Multi-Agent Architecture
Design principles for orchestrating many sub-agents without context overflow.
Core Philosophy
Treat agent design like human hiring: write a job description first, then translate to architecture. The framing shapes every decision.
The Job Description Method
Before writing any agent code:
-
Write a human JD — What would you want this person to do? What qualities? What indicates success?
-
Identify handoff points — Where would a human need to check in or escalate?
-
Define the onboarding — What handbook would you give a new hire?
-
Translate to agents — Each JD section becomes architecture
JD Section Architecture Element
Responsibilities Agent workflows
Required skills Tool permissions
Success indicators Output schemas
Escalation criteria Error handling
Onboarding materials Skills/handbook
The Shared Folder Pattern
Problem: Orchestrator context overwhelmed when 10+ sub-agents return detailed reports simultaneously.
Solution: Sub-agents write to temp folder → downstream agents read directly.
.claude/workspace/ ├── phase-1/ │ ├── gmail-analysis.md │ ├── calendar-analysis.md │ └── drive-inventory.md ├── phase-2/ │ ├── client-summary.md │ └── action-items.md └── manifest.yml
Workflow:
- Orchestrator spawns sub-agents
- Each sub-agent:
- Does work
- Writes report to .claude/workspace/{phase}/{name}.md
- Returns only: { status: "complete", path: "..." }
- Downstream agents read prior phase outputs directly
- Orchestrator reads manifest, not full reports
Benefits:
-
Orchestrator context stays minimal
-
Sub-agents get full upstream context
-
No signal loss from summarization relay
The Handbook Pattern
Problem: Many narrow skills create fragility and maintenance burden.
Solution: One handbook organized by chapters, read foundation + relevant sections.

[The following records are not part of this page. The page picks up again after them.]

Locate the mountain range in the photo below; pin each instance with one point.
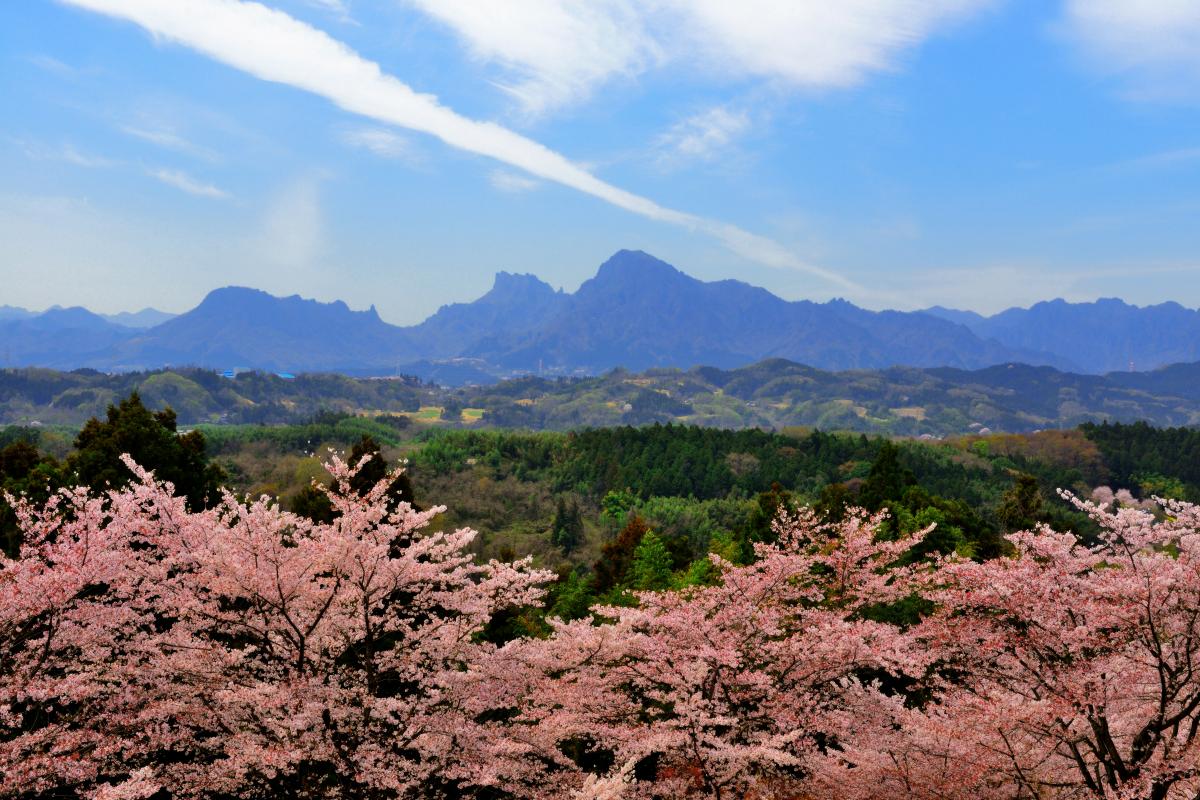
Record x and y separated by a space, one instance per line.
637 312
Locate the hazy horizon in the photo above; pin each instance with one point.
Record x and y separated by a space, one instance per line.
971 154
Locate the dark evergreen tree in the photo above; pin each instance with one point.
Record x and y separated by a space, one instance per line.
567 530
153 440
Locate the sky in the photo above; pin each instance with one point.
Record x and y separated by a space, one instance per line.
899 154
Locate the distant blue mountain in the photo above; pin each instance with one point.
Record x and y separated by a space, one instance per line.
640 312
1104 336
144 318
637 312
63 338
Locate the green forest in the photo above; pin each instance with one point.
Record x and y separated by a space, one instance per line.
621 509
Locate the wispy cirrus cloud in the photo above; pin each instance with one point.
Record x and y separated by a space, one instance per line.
185 182
556 52
511 182
1153 46
65 152
702 137
276 47
383 143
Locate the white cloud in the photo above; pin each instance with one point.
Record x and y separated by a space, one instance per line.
556 52
1156 43
702 136
383 143
185 182
511 182
65 152
293 229
276 47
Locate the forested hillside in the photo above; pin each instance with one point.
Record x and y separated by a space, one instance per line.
775 394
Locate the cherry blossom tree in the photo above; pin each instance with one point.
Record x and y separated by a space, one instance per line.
727 691
1065 672
245 651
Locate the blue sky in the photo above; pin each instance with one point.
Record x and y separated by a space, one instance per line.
976 154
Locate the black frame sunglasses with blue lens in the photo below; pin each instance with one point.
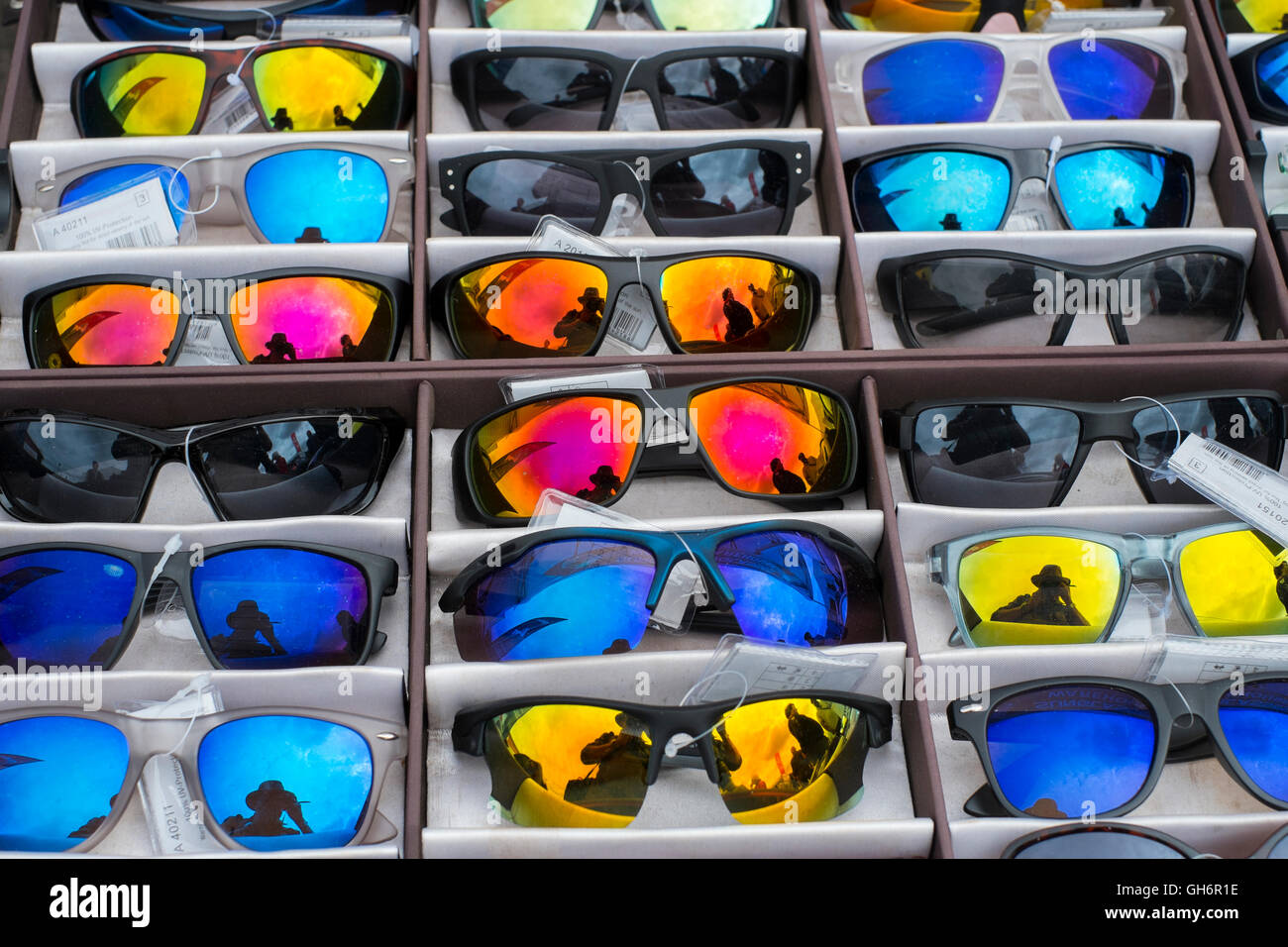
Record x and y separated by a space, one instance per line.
974 187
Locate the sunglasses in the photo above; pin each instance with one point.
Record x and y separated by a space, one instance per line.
722 189
72 468
970 187
1055 748
150 21
1042 585
665 14
268 780
304 85
555 89
268 318
764 438
786 581
1028 454
922 81
253 605
584 763
286 195
520 305
988 298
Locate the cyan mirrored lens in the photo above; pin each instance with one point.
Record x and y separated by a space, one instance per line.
1112 78
282 608
101 183
932 81
286 783
1124 187
1070 751
1256 727
932 191
63 607
550 603
59 777
318 195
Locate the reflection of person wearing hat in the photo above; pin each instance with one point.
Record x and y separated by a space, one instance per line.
1050 604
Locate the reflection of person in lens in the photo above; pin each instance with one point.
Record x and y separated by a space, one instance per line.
1050 604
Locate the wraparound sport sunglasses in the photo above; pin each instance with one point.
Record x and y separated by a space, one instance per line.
733 188
558 89
1025 454
1052 585
268 779
542 595
765 438
269 318
971 187
665 14
524 305
254 605
587 763
987 298
1065 748
303 85
69 468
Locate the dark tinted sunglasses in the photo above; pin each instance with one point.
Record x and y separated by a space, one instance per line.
787 581
557 89
730 188
1026 454
72 468
970 187
986 298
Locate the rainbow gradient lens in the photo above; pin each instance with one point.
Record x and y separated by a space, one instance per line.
774 438
568 766
1038 590
584 446
528 307
735 303
312 318
104 324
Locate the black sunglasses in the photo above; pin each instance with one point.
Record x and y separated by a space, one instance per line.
63 468
256 604
1026 454
988 298
1069 748
558 89
533 305
733 188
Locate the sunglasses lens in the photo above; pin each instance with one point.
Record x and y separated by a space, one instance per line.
1038 590
793 587
59 777
1059 751
528 307
312 318
932 191
745 91
142 94
737 304
774 438
317 193
282 608
1112 80
546 603
286 783
932 81
327 89
790 759
1124 187
104 324
1008 457
568 766
63 607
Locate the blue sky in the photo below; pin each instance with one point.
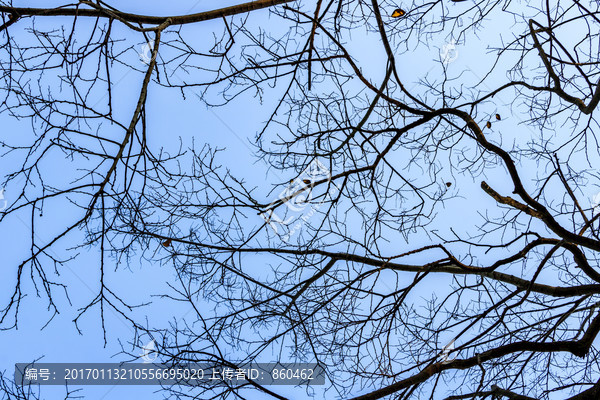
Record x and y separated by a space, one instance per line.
232 128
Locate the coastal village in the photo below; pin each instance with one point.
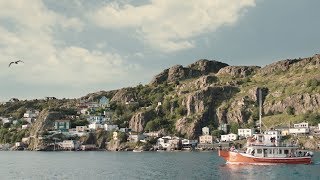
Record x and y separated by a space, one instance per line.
96 116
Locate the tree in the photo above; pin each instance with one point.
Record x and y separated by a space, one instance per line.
234 128
290 110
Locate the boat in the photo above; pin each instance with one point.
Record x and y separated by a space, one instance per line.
266 148
137 150
262 153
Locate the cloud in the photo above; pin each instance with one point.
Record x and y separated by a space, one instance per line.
47 59
170 25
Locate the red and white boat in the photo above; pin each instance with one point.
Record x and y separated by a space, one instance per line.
266 149
262 154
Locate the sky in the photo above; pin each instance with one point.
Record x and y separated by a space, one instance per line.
74 47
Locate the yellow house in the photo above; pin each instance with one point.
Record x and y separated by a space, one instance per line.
285 132
115 135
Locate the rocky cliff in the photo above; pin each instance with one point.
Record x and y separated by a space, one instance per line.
44 122
183 99
178 72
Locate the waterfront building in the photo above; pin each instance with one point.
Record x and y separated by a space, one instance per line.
104 102
301 125
152 134
26 126
206 139
224 128
229 137
205 130
62 125
136 137
95 126
81 128
115 135
125 130
70 145
110 127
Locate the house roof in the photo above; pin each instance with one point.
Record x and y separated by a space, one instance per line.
62 120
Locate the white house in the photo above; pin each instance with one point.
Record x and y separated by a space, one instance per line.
245 132
187 142
299 130
97 119
31 114
6 120
301 125
95 126
229 137
115 135
26 126
164 142
152 134
81 128
84 111
206 139
205 130
136 137
70 145
110 127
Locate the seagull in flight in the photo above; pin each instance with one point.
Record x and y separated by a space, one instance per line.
15 62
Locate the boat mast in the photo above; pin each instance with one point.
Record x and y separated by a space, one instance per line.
260 107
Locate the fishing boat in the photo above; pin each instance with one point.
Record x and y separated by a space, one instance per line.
259 152
137 150
266 148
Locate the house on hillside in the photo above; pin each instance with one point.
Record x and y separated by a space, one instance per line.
229 137
62 125
104 102
245 132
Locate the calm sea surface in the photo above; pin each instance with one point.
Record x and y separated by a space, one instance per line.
145 165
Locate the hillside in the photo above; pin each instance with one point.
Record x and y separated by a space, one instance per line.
181 100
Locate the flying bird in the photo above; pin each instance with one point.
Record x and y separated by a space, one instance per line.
15 62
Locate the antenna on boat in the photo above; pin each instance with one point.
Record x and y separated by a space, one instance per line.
260 107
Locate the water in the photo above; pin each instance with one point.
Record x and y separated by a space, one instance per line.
145 165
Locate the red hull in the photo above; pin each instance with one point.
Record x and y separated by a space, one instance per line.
239 158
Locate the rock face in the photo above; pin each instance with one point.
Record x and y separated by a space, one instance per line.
124 95
301 103
204 81
140 119
238 71
206 66
44 122
201 108
285 65
178 72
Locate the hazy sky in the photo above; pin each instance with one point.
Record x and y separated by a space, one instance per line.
74 47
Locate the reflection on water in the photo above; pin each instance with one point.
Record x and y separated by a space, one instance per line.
283 171
146 165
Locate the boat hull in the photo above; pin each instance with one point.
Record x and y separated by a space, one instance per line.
240 158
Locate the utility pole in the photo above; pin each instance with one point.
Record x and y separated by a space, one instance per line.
260 108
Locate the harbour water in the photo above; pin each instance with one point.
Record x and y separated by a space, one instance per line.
144 165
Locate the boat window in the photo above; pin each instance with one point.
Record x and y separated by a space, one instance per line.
259 151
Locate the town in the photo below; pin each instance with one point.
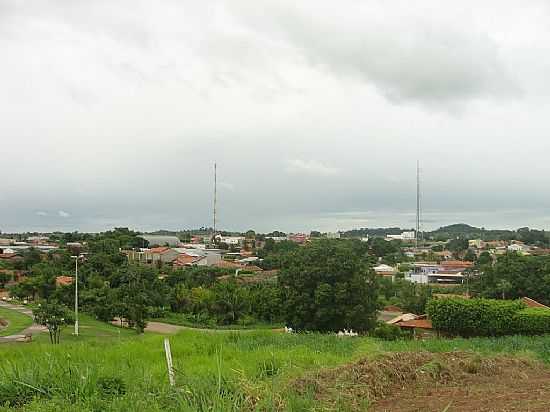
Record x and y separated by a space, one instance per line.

skills/project-manager/ ├── SKILL.md # Entry point, routes to chapters └── references/ ├── 01-foundation.md # Who we are, tools, escalation, standards ├── 02-daily-ops.md # Data gathering procedures ├── 03-dashboards.md # Structure, quality checks └── 04-onboarding.md # New client setup
Chapter Structure:
Chapter Contents
Foundation Team, tools, data sources, escalation rules, quality standards
Domain chapters Specific procedures for each responsibility area
Reading Pattern:
Sub-agent reads:
- Foundation chapter (always)
- Relevant domain chapter(s) (based on task)
Context Budget Strategies
Strategy When to Use
Shared folder 5+ sub-agents, inter-agent dependencies
Context proxy Research agents returning verbose results
Manifest files Orchestrator needs status, not details
Chunked execution Serial phases when parallel overwhelms
Architecture Decision Tree
How many sub-agents? ├── 1-3 → Direct orchestration (return reports to main) ├── 4-10 → Shared folder pattern └── 10+ → Phased execution with manifest
Do teammates need direct communication? ├── No → Sub-agents (Task tool) — report results back only └── Yes → Agent Teams — shared task list, inter-agent messaging ├── See agent-teams skill for full guide └── Best for: parallel review, competing hypotheses, multi-module features
Do sub-agents need each other's output? ├── No → Parallel execution, merge results └── Yes → Shared folder, dependency ordering
Is orchestrator context a concern? ├── No → Return full reports └── Yes → Status-only returns + file paths
Anti-Patterns
Pattern Problem Fix
Slash commands as orchestration Context exhaustion before work starts Move to sub-agents
Orchestrator relays all context Bottleneck, signal loss Shared folder
One skill per micro-task Fragile, hard to maintain Handbook chapters
Sub-agents return full reports Context overflow at 10+ agents Path-only returns
Iteration Path
Most multi-agent systems evolve through:
-
Slash commands — Quick start, context limits emerge
-
Orchestrator + sub-agents — Solves context, creates relay bottleneck
-
Shared folder — Solves relay, reveals skill fragmentation
-
Handbook consolidation — Unified knowledge, maintainable
Skip earlier stages when building new systems.
Agent Teams
When workers need to communicate directly with each other — not just report back to an orchestrator — use Agent Teams instead of sub-agents. Agent Teams provide shared task lists, inter-agent messaging, and independent context windows.
Key differences from sub-agent patterns above:
-
Teammates message each other directly (not just back to caller)
-
Shared task list with self-claiming and dependency auto-unblock
-
Each teammate is a full Claude Code session with own context
When to upgrade from sub-agents to Agent Teams:
-
Sub-agents need to share findings mid-task
-
You need adversarial debate or competing hypotheses
-
3+ workers need self-organizing coordination
For full setup, operations reference, and orchestration patterns, apply the agent-teams skill.